I’m just saying, the guy who got stung was no angel.
I mean, for one thing, he was in Houston for some reason.
The guy was “…flying from Houston to Calgary…”. so perhaps he was escaping to the friendlier confines of Canada.
They flushed it down the toilet. . .
Imagine how much worse it would have been treated if it had actually paid for a seat.
United is actually training these scorpions to sting lower-priority passengers when they want to seat more prestigious passengers (or employees) instead, to help encourage such rabble to flee the plane without having to knock them unconscious first.
United! Come for the beatings, stay for the scorpions.
The scorpion was just seeking out passengers with “drug-related offenses”. Expect the local news to dox him shortly.
I expect scorpions dropping on me from Southwest, but not United!
Great. Now they’ll change the policy so I can’t take my live scorpions in my carry-on bag. Just great.
Couldn’t they have just thrown the scorpion on the doctor, solving two problems at once?
So now United is mistreating Scorpions on its flights too?!? This is Arachnidism!!!
They did, but he just thought it was the pre-flight snack.
'Cause he asian. geddit. Sorry, I’ll show myself out.
Somewhere deep in the United Airlines operations manual…
- Drop Scorpion from secret compartment
- Send thugs to knock you out
- ???
- Profit!!
That’s a common flight for people in the oil industry.
Got it.
I would suspect that something like this happens on a regular basis, and is only making the news because bashing United is so hot right now.

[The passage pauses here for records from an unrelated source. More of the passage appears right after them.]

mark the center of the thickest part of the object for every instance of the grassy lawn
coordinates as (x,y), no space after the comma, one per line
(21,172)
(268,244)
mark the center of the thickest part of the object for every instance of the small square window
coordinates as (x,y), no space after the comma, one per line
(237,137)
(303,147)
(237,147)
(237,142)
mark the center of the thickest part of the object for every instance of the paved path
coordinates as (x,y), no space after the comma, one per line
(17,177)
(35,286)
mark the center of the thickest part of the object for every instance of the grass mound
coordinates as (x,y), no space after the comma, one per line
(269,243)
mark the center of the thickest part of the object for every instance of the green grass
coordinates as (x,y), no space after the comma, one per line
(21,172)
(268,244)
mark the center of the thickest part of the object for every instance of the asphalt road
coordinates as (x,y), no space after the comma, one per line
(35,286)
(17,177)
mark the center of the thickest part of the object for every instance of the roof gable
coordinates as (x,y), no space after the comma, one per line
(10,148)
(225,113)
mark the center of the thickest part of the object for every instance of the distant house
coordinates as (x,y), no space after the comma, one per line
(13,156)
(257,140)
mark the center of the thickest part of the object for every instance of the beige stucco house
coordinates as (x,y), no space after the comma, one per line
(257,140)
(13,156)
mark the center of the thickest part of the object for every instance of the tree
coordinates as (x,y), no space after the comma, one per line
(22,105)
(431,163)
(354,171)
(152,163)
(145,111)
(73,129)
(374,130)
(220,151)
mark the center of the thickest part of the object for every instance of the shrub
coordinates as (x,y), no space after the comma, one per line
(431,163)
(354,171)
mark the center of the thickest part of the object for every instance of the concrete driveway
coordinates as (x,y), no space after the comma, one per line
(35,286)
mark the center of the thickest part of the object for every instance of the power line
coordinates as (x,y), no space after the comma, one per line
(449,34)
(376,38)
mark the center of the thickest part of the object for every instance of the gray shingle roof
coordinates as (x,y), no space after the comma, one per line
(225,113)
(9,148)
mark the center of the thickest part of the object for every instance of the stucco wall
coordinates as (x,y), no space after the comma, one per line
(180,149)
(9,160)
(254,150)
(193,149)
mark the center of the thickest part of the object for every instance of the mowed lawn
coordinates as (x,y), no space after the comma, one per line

If you’re wondering, of course people are talking to the United Breaks Guitars Guy again.
There is a saying that bad luck comes in threes, is this the third one for United in a week?
BTW I do not believe in “bad luck”.
I hope the stowaway arachnid was not handcuffed and dragging screaming out.
Imagine if the Tarantula tribe and Black Widow tribes hear about it and let’s not even mention the snakes!